Or: scraping the bottom of the barrel.
Many questions can arise before an operation like this, even if the temptation might be to not ask any questions at all, curse, and change the subject. But then you read that it is the best-selling pre-Christmas album in our poor country, and some reflection is necessary for those of us who love music (writing about it, listening to it, making it...).
Keeping in mind that it's indeed the bottom of the barrel. A sort of micro-anthology like those published (God forgive me) by Neil Young, Springsteen, the Beatles, and many others. And the questions to be asked might be the following.
Does this operation make sense?
If one takes a historical perspective, trying to overlook the (for many) unpopularity and (for all...) the opportunism of the character, one cannot but conclude that the operation is equal to, or at least similar to, thousands of others in the history of so-called light music. Therefore, we cannot object more or worse just because it’s Vasco Rossi and not someone else (think about it: everyone has done these sorts of operations, even the best... even Waits..., of course, each with their product and with their quality... but we'll talk about that later...).
Are the bottoms of barrels all the same?
Let's take some examples: the Junonic Anthology of the Fab Four and the Bastards, etc., of Waits. The answer is: no, they are not all the same. They are not the same because the quality of the product is not the same, obviously. But if we don't insist on this point since tastes are tastes and every cockroach is beautiful to its mother, we can certainly say that the intentions and the productions are not the same.
In Waits' Bastards, just like in the Boss' Tracks, we find a real treasure of minor works, a tsunami of unreleased tracks, most of which find justification -as scraps- only in the artist's mind.
The story is different for the Beatles' Anthology, more akin to Vasco though far more grandiose: few unreleased tracks, many alternative takes, and some tricks.
Final question: ultimately, is this operation a good one?
Yes and no.
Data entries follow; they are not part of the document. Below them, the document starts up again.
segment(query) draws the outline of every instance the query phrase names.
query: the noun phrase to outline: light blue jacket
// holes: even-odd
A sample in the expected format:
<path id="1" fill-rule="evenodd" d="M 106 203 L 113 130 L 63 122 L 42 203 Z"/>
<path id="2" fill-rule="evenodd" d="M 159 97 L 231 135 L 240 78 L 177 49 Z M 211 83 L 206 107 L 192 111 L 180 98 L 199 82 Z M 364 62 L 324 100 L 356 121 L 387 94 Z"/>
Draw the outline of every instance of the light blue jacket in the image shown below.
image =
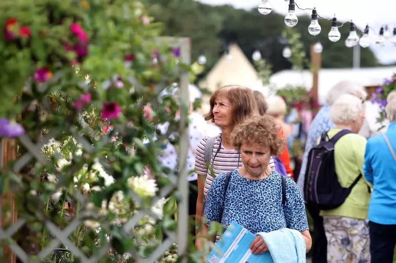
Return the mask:
<path id="1" fill-rule="evenodd" d="M 385 133 L 396 152 L 396 122 Z M 366 180 L 374 185 L 368 218 L 382 224 L 396 224 L 396 162 L 382 135 L 367 141 L 363 167 Z"/>

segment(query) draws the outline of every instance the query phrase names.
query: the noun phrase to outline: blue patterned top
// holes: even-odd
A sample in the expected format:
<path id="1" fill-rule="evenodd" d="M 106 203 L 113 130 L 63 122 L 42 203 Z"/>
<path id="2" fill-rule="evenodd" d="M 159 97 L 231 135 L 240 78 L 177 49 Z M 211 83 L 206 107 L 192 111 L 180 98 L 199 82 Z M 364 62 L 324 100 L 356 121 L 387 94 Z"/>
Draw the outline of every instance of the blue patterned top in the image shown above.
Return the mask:
<path id="1" fill-rule="evenodd" d="M 305 143 L 305 150 L 301 163 L 301 169 L 297 179 L 297 185 L 300 191 L 304 197 L 304 181 L 305 181 L 305 171 L 307 170 L 307 163 L 308 162 L 308 154 L 311 149 L 318 144 L 318 139 L 324 131 L 331 130 L 334 126 L 334 123 L 330 120 L 330 106 L 326 105 L 322 107 L 318 112 L 316 116 L 309 126 L 308 135 Z"/>
<path id="2" fill-rule="evenodd" d="M 304 200 L 292 180 L 286 178 L 286 202 L 283 206 L 282 176 L 277 172 L 273 171 L 264 179 L 251 180 L 236 169 L 230 178 L 224 204 L 226 174 L 217 177 L 209 189 L 204 214 L 208 225 L 221 221 L 227 226 L 235 220 L 253 234 L 284 227 L 300 231 L 309 229 Z"/>

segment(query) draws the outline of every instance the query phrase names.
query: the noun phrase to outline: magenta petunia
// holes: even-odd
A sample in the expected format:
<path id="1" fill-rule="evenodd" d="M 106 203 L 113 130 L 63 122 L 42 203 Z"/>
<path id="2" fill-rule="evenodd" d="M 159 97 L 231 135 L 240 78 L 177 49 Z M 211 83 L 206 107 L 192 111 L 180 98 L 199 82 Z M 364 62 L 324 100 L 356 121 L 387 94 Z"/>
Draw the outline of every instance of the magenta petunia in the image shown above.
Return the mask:
<path id="1" fill-rule="evenodd" d="M 34 73 L 34 80 L 38 82 L 45 82 L 51 77 L 52 73 L 46 67 L 40 68 Z"/>
<path id="2" fill-rule="evenodd" d="M 122 111 L 122 108 L 117 102 L 105 102 L 100 115 L 103 119 L 111 120 L 118 118 Z"/>
<path id="3" fill-rule="evenodd" d="M 85 43 L 88 40 L 88 34 L 83 30 L 81 26 L 77 23 L 73 23 L 70 26 L 70 30 L 83 43 Z"/>
<path id="4" fill-rule="evenodd" d="M 3 118 L 0 118 L 0 137 L 14 138 L 24 133 L 25 130 L 21 125 Z"/>

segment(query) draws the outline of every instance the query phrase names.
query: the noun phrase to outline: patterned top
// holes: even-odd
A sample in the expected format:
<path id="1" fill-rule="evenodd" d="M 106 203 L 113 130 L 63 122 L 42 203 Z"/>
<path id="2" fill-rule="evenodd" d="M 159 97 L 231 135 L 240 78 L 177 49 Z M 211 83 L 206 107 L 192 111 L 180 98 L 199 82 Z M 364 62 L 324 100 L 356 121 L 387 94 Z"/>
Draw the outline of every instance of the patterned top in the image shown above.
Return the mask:
<path id="1" fill-rule="evenodd" d="M 212 221 L 226 226 L 235 220 L 255 234 L 287 227 L 299 231 L 309 229 L 304 200 L 296 183 L 286 178 L 286 202 L 282 204 L 282 176 L 273 171 L 261 180 L 243 177 L 235 169 L 231 174 L 223 198 L 226 174 L 216 177 L 210 188 L 205 217 L 209 225 Z M 222 207 L 222 217 L 220 214 Z"/>
<path id="2" fill-rule="evenodd" d="M 311 149 L 317 145 L 318 138 L 320 137 L 322 133 L 330 130 L 334 126 L 334 123 L 330 120 L 330 106 L 326 105 L 322 107 L 313 119 L 308 131 L 308 135 L 305 142 L 304 155 L 301 163 L 301 169 L 300 170 L 300 175 L 297 179 L 297 185 L 303 197 L 304 194 L 304 181 L 307 163 L 308 162 L 308 155 Z"/>
<path id="3" fill-rule="evenodd" d="M 218 136 L 213 142 L 212 157 L 210 160 L 210 164 L 213 165 L 215 177 L 220 174 L 220 173 L 233 171 L 235 168 L 242 166 L 242 160 L 241 159 L 241 156 L 237 150 L 227 149 L 224 148 L 222 144 L 221 144 L 221 148 L 219 149 L 221 134 L 220 133 Z M 207 140 L 208 137 L 206 137 L 202 139 L 200 143 L 198 144 L 198 147 L 197 147 L 195 156 L 195 170 L 197 171 L 197 173 L 206 176 L 203 189 L 203 195 L 205 199 L 208 196 L 208 191 L 215 179 L 210 174 L 210 171 L 208 170 L 203 158 L 205 145 L 206 144 Z M 218 149 L 219 149 L 218 152 Z M 268 165 L 271 168 L 275 167 L 274 160 L 272 157 L 269 159 Z"/>

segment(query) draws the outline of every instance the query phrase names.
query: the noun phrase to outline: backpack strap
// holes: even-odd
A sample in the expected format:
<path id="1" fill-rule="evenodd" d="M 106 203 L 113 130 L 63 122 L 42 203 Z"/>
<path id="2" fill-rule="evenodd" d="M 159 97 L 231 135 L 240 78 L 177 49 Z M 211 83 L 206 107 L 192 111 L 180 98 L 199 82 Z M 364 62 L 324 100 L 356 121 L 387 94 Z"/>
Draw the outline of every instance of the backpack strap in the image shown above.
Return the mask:
<path id="1" fill-rule="evenodd" d="M 346 134 L 348 134 L 348 133 L 353 133 L 351 131 L 350 131 L 348 129 L 345 129 L 344 130 L 341 130 L 341 131 L 337 132 L 335 135 L 331 137 L 331 139 L 330 139 L 329 142 L 332 143 L 333 144 L 335 144 L 338 140 L 343 136 L 345 135 Z"/>
<path id="2" fill-rule="evenodd" d="M 282 205 L 286 202 L 286 177 L 281 176 L 282 179 Z"/>
<path id="3" fill-rule="evenodd" d="M 225 182 L 224 184 L 224 196 L 223 200 L 223 206 L 221 207 L 221 218 L 223 218 L 223 213 L 224 213 L 224 206 L 225 204 L 225 196 L 227 194 L 227 189 L 228 188 L 228 183 L 230 182 L 230 179 L 231 178 L 231 175 L 232 173 L 232 171 L 227 173 L 225 176 Z"/>
<path id="4" fill-rule="evenodd" d="M 391 144 L 391 142 L 389 142 L 389 139 L 388 139 L 388 137 L 386 136 L 386 134 L 384 134 L 383 136 L 384 139 L 385 139 L 386 144 L 388 144 L 388 147 L 389 147 L 389 150 L 391 151 L 391 153 L 392 154 L 393 159 L 395 160 L 395 162 L 396 162 L 396 154 L 395 154 L 395 151 L 393 150 L 393 148 L 392 148 L 392 145 Z"/>
<path id="5" fill-rule="evenodd" d="M 206 143 L 205 144 L 203 150 L 203 161 L 206 166 L 209 166 L 210 164 L 210 159 L 212 158 L 212 153 L 213 151 L 213 143 L 217 138 L 217 136 L 213 136 L 208 138 L 206 140 Z"/>

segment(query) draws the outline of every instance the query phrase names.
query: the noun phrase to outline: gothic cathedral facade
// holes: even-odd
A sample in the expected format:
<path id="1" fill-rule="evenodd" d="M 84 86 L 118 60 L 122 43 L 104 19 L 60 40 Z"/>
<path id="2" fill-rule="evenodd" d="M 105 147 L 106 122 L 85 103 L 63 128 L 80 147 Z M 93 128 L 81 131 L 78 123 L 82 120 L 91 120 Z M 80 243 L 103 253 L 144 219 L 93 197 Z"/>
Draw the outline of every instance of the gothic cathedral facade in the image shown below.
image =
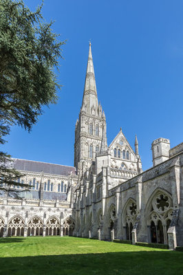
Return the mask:
<path id="1" fill-rule="evenodd" d="M 82 106 L 75 126 L 74 167 L 13 159 L 31 186 L 22 199 L 0 197 L 0 236 L 69 235 L 183 245 L 183 143 L 151 145 L 142 171 L 122 129 L 107 145 L 98 100 L 91 43 Z"/>

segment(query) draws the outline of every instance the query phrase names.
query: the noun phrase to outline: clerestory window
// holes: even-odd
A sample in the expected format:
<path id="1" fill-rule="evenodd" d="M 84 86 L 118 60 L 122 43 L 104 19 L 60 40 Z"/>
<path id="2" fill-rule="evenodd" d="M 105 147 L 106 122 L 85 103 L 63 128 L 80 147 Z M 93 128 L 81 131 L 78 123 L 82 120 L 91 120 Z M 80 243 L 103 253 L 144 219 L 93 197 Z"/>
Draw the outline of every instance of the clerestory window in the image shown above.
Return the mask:
<path id="1" fill-rule="evenodd" d="M 89 133 L 93 135 L 93 124 L 92 123 L 89 126 Z"/>

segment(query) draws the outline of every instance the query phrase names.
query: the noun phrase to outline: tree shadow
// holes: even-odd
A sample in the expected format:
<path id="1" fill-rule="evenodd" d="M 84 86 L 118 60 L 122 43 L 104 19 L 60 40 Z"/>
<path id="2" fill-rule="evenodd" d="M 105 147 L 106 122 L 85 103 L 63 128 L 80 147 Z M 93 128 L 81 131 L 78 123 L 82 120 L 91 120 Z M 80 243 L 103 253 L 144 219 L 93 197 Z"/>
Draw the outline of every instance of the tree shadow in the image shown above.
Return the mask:
<path id="1" fill-rule="evenodd" d="M 0 243 L 21 243 L 23 241 L 23 238 L 14 238 L 14 237 L 6 237 L 0 238 Z"/>
<path id="2" fill-rule="evenodd" d="M 0 258 L 0 274 L 182 275 L 182 255 L 140 251 Z"/>

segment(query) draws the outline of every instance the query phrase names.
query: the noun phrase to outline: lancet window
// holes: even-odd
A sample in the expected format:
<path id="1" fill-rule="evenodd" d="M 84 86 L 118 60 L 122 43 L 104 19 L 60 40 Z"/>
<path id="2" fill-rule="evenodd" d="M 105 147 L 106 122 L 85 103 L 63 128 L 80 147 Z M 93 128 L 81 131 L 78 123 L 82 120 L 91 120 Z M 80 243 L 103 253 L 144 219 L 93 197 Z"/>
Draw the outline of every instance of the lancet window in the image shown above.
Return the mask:
<path id="1" fill-rule="evenodd" d="M 63 222 L 63 236 L 73 236 L 73 231 L 75 227 L 75 223 L 72 219 L 66 219 L 66 220 Z"/>
<path id="2" fill-rule="evenodd" d="M 24 221 L 19 216 L 15 216 L 10 219 L 8 225 L 8 236 L 23 236 Z"/>
<path id="3" fill-rule="evenodd" d="M 46 236 L 60 235 L 60 224 L 55 217 L 51 217 L 46 222 Z"/>
<path id="4" fill-rule="evenodd" d="M 123 226 L 126 228 L 126 239 L 131 241 L 132 230 L 136 221 L 137 206 L 135 201 L 129 199 L 122 214 Z"/>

The first three tracks are unreleased. The first is the radio hit cover, about which everything has been said and I will say nothing (it could, for better or worse, deserve a standalone review). The second is a good ballad from a lesser Vasco, the third is a fun little discard, but it rightly is, or was, just that.
Then comes a series of utterly useless live versions of minor and unattractive tracks, finally reaching the concluding covers.
"Il Tempo Di Morire" is good, full of energy, we save it. "Ragazzo Di Strada" works very well, as we noticed back in the May Day concert. And "Amico Fragile", certainly not unreleased in this version, is in my opinion truly beautiful. Vasco is a daredevil, an industry, a finished author (for many never even started), but in this interpretation, he poured out soul, life, emotion, sentiment. For me, it is a beautiful and absolutely not useless version.
His own "Sally" is also quite nice, raw and honest, voice and guitar.
A record that fits, in the end, but is crazy, and symptomatic at the same time, to see at the top of the charts.
So it is: if it wasn't him, it was the Pausina or Titty Iron, surely not others.
So, at least, it's the same, or slightly better.